The face of Militant was booted out of the party in 1986 after leading a hard left takeover attempt against then leader Neil Kinnock.
And the hard lefty said he had recently spoken with Jeremy Corbyn and he had been “very welcoming”.
The pair were spotted in Liverpool’s Hilton hotel lunching in full view of other delegates, prompting one MP to brand the lunch “a sinister bromance”.
The moderate MP told The Sun: “A fine bromance with two ex-Millies. Meanwhile millions of Labour voters walk out the door."
Mr Hatton was the former deputy leader of Liverpool City Council but was expelled from the Labour Party in 1986 for his role in the Militant Tendency movement.
Speaking to the BBC today he hinted that he was trying to rejoin.
And he has not given up his dream of a hard left party, adding: “A lot of the principles and ideas that were around in the eighties are starting to emerge again which is a very positive thing.”

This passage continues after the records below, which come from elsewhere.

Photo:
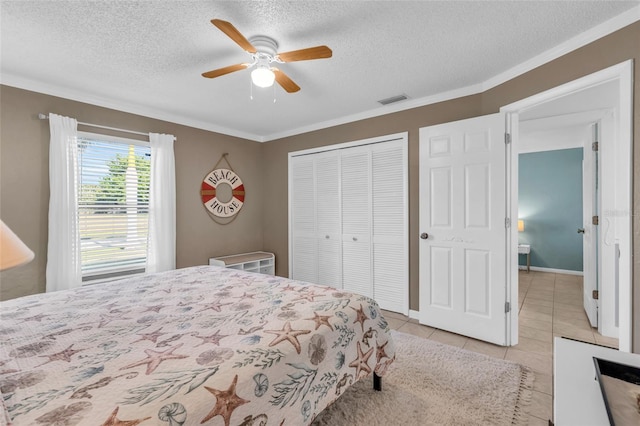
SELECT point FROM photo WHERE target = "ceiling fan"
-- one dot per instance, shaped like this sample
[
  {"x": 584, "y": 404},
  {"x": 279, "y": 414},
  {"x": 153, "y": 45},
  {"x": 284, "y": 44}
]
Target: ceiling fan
[{"x": 264, "y": 51}]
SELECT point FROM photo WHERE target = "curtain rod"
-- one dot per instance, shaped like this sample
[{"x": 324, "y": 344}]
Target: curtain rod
[{"x": 42, "y": 116}]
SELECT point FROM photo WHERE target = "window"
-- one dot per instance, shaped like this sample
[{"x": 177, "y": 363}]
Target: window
[{"x": 113, "y": 205}]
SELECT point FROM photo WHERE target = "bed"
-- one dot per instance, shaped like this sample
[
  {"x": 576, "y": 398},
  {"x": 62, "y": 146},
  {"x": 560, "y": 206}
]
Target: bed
[{"x": 200, "y": 345}]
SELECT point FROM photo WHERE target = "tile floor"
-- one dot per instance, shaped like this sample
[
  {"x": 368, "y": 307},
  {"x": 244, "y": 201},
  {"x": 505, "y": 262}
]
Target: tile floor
[{"x": 550, "y": 305}]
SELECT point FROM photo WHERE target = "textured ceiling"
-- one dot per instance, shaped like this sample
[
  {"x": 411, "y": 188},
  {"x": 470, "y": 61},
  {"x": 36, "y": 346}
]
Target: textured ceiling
[{"x": 147, "y": 57}]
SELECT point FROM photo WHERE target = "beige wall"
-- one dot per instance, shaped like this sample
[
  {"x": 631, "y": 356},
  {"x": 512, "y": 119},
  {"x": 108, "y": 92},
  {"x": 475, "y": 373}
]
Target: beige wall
[
  {"x": 24, "y": 182},
  {"x": 263, "y": 221},
  {"x": 615, "y": 48}
]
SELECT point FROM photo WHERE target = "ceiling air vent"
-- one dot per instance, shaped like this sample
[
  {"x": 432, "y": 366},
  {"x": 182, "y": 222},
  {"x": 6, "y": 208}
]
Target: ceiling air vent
[{"x": 393, "y": 99}]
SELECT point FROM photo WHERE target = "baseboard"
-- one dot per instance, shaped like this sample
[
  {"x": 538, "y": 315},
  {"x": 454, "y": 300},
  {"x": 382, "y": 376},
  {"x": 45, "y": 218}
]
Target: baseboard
[{"x": 555, "y": 271}]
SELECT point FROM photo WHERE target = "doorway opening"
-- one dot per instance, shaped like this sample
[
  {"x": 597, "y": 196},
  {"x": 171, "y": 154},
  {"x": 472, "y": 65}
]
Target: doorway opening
[
  {"x": 603, "y": 97},
  {"x": 558, "y": 209}
]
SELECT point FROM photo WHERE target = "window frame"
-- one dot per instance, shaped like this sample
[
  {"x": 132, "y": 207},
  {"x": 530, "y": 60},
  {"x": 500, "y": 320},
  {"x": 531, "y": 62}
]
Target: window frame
[{"x": 112, "y": 273}]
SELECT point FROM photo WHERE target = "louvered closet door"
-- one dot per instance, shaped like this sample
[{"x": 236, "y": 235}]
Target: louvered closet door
[
  {"x": 356, "y": 220},
  {"x": 304, "y": 253},
  {"x": 329, "y": 229},
  {"x": 389, "y": 226}
]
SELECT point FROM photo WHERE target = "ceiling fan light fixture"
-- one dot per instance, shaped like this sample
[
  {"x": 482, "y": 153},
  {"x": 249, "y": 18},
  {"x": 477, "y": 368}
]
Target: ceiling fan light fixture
[{"x": 262, "y": 76}]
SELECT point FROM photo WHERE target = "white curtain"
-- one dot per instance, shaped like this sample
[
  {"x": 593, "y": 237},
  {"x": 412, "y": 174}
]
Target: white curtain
[
  {"x": 161, "y": 252},
  {"x": 63, "y": 251}
]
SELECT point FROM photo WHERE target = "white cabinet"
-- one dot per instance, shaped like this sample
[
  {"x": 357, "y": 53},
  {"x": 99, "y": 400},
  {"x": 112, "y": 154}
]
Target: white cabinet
[
  {"x": 577, "y": 395},
  {"x": 257, "y": 261},
  {"x": 348, "y": 207}
]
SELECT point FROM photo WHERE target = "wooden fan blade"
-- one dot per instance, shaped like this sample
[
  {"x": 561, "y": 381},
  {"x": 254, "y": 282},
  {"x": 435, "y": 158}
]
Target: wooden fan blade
[
  {"x": 234, "y": 34},
  {"x": 225, "y": 70},
  {"x": 284, "y": 81},
  {"x": 318, "y": 52}
]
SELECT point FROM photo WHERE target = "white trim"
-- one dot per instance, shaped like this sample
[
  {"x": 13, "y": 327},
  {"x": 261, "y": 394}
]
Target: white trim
[
  {"x": 622, "y": 212},
  {"x": 109, "y": 138},
  {"x": 119, "y": 105},
  {"x": 589, "y": 36},
  {"x": 595, "y": 33},
  {"x": 553, "y": 270},
  {"x": 383, "y": 110},
  {"x": 360, "y": 142}
]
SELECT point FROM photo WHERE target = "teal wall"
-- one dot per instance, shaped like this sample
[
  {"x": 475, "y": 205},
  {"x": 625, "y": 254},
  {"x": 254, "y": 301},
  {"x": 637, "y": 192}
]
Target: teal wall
[{"x": 550, "y": 203}]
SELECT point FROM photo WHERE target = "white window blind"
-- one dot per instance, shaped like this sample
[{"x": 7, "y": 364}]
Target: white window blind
[{"x": 113, "y": 205}]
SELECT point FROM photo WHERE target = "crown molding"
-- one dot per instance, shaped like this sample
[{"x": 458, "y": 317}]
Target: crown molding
[
  {"x": 595, "y": 33},
  {"x": 80, "y": 96}
]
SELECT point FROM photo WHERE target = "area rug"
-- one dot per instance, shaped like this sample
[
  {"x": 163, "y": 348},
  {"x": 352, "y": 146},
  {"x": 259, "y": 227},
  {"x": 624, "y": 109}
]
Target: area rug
[{"x": 435, "y": 384}]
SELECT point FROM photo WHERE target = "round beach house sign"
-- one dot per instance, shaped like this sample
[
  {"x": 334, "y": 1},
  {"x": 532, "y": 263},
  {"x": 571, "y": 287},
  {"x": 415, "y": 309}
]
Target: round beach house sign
[{"x": 222, "y": 193}]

He warned that the vicious deselection battles of the 1980s could return, claiming: “An MP has got to remember that they became a Labour Member of Parliament because they stood for Labour, they didn’t get elected because they are an individual.”
He added: “Therefore they have a duty to the party generally - and you would expect and hope that those constituency MPs would go along with the line of their constituency party.”
As boss of the UK’s largest trade union, Len McCluskey is one Jeremy Corbyn’s most powerful backers.
Today he claimed moderate MPs who could not support Mr Corbyn should “clear the battlefield”.